A prorrogação do prazo até 16 de janeiro de 2026 atende a solicitações de produtores que enfrentaram dificuldades para concluir o processo dentro do calendário original. A decisão permite que agricultores familiares, extrativistas e povos tradicionais tenham mais tempo para registrar as informações no sistema SociobioNet e garantir o acesso ao bônus financeiro previsto pelo programa, executado pela Companhia Nacional de Abastecimento.
O benefício funciona como um complemento de renda quando o preço de venda dos produtos fica abaixo do valor de referência estipulado pela política pública.
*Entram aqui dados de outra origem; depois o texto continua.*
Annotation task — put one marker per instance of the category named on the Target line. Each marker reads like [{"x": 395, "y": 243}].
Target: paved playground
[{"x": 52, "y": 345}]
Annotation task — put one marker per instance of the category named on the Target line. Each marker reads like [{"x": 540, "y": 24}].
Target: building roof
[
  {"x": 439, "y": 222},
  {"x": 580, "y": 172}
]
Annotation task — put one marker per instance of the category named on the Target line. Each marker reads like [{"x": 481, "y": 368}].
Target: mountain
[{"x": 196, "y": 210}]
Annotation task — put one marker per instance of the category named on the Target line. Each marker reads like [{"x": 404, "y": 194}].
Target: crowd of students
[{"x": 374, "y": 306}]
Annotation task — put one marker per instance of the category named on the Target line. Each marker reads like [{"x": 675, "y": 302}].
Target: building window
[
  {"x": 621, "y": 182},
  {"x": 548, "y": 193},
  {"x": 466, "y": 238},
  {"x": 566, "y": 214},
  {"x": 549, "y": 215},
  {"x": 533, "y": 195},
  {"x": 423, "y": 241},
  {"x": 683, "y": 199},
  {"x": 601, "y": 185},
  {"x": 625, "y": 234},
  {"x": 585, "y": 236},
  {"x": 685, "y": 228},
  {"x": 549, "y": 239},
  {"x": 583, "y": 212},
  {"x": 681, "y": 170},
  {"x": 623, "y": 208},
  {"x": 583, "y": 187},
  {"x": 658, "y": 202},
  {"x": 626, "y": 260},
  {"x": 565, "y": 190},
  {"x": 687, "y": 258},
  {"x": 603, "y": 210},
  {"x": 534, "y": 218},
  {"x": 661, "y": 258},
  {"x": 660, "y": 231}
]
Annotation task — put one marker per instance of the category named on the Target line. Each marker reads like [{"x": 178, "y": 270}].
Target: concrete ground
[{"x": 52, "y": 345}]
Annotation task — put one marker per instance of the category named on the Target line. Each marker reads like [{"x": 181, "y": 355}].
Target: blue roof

Na prática, o bônus ajuda a equilibrar as contas de quem depende da floresta em pé para sobreviver, ao mesmo tempo em que estimula a conservação ambiental e a permanência dessas famílias em seus territórios.
Apesar da ampliação do prazo para o envio da documentação, a regra para a comercialização dos produtos permanece a mesma: somente serão aceitas notas fiscais emitidas até 20 de dezembro de 2025. Ou seja, a medida não altera o período de venda, mas amplia a janela para que os produtores consigam formalizar o acesso ao recurso.
Entre os produtos contemplados pelo Sociobio Mais estão itens centrais para a economia extrativista amazônica, como castanha-do-brasil, açaí, babaçu, borracha natural, pequi e piaçava. Para as comunidades, o programa representa não apenas um incentivo financeiro, mas um reconhecimento do papel estratégico que o extrativismo sustentável exerce na proteção dos biomas brasileiros.